Um Missverständnisse von Beginn an zu vermeiden: Ich will ausdrücklich betonen, dass ich überhaupt nicht gegen höhere Löhne bin. Im Gegenteil. Die Löhne in unserem BdS-Entgelttarifvertrag sind so austariert, dass sie über die gesamte Laufzeit in fünf Stufen um jeweils rund 5 % pro Jahr steigen. Das sind durchaus beachtliche und respektable Erhöhungsschritte. Außerdem sieht unser Manteltarifvertrag noch finanzielle Zusatzleistungen wie Zuschläge, Urlaubs- und Weihnachtsgeld vor. Auch die Entgeltgruppen werden in der Praxis oftmals mit örtlichen Aufschlägen versehen – nämlich dort, wo es die wirtschaftliche Struktur erfordert und es die unternehmerische Leistungsfähigkeit zulässt.

Ich finde es mehr als bedenklich, dass die Politik sich anmaßt, branchenspezifische Besonderheiten, Wirtschaftsleistung und Produktivität beurteilen zu können, um daraus resultierend einen politischen Mindestlohn festzulegen. Die Politik verfährt mit diesem politischen Mindestlohn nach dem Gießkannenprinzip und lässt die eben erwähnten Kriterien völlig außer Acht.

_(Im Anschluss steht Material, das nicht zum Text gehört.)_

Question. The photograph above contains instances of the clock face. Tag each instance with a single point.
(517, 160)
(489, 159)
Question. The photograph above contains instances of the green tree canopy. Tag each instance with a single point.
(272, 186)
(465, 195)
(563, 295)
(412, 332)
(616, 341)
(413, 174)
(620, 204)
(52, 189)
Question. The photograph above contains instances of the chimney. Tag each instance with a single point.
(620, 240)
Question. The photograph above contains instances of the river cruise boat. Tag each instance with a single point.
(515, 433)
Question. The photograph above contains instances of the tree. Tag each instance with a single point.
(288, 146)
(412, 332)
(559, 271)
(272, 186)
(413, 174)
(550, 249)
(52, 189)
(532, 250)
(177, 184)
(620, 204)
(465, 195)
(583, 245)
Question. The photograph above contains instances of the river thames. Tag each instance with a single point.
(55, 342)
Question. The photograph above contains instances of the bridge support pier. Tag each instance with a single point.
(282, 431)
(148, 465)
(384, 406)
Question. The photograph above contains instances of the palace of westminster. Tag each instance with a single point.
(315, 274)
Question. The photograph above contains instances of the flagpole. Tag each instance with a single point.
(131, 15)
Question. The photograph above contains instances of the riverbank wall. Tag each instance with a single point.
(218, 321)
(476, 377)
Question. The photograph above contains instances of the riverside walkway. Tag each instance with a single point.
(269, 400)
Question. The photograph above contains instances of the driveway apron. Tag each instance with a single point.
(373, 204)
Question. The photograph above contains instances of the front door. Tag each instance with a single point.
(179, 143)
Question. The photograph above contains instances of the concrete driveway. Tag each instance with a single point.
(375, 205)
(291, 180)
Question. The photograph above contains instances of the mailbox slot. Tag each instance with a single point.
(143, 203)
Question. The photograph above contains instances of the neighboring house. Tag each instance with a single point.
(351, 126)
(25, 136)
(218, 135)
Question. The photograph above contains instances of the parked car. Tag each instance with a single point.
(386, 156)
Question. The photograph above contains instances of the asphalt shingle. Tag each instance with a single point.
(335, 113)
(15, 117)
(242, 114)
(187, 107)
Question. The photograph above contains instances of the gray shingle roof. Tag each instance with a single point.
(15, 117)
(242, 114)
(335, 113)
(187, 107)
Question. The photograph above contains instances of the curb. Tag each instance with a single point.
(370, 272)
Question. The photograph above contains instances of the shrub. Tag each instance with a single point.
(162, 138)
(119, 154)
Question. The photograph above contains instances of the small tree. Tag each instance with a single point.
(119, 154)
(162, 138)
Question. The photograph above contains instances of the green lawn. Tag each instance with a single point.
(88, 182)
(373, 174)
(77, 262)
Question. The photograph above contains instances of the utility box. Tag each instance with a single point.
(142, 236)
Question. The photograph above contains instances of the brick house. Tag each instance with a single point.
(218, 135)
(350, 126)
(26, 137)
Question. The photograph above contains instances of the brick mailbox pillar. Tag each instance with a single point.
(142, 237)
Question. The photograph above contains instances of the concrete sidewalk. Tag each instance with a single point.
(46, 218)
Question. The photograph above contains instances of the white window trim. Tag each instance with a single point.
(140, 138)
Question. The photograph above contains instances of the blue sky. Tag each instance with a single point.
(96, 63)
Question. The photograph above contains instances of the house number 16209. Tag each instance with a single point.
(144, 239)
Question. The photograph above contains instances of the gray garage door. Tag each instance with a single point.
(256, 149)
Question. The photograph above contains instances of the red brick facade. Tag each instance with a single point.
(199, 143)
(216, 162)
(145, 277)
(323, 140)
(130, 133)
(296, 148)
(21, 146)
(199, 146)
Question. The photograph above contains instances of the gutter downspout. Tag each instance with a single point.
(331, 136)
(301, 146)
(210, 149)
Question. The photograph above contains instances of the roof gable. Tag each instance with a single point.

Das untergräbt die Legitimation und schwächt die grundgesetzlich geschützte Funktion der Sozialpartner. Ich bekomme die Frage doch bei meinen vielen Gesprächen mit den Unternehmerinnen und Unternehmern vor Ort gestellt: „Warum sollte sich ein Unternehmen einem Tarifvertrag unterwerfen, bei dem dieses freiwillig mehr tarifpolitische Regeln und Zusatzleistungen übernimmt als ‚nur‘ 12 Euro zu zahlen?“

Die gleiche Frage kann auf Beschäftigtenseite auftreten: „Warum sollten Arbeitnehmerinnen und Arbeitnehmer der Gewerkschaft beitreten, wenn der Staat das essenzielle Lohnverhandlungsrecht der Gewerkschaft per Gesetz und somit staatlich aushebelt?“

Daher sehe ich die große Gefahr, dass die politische Erhöhung des gesetzlichen Mindestlohns schwerwiegende Konsequenzen haben wird. Erstens wird die Tarifbindung weiter sinken. Zweitens werden Unternehmen eben nicht mehr die finanzielle Kraft haben, Menschen eine Chance zu geben, die es aufgrund von Sprachbarrieren oder mangelnder Qualifikation schwerer haben, einen Berufseinstieg zu finden. Und drittens wird die Tarifpartnerschaft beschädigt: Dieser seit Jahrzehnten geübte und sich bewährte Prozess zwischen Arbeitgeberverbänden und Gewerkschaften, um branchenspezifisch tragbare Löhne zum Wohle der Unternehmen und der Beschäftigten auszuhandeln.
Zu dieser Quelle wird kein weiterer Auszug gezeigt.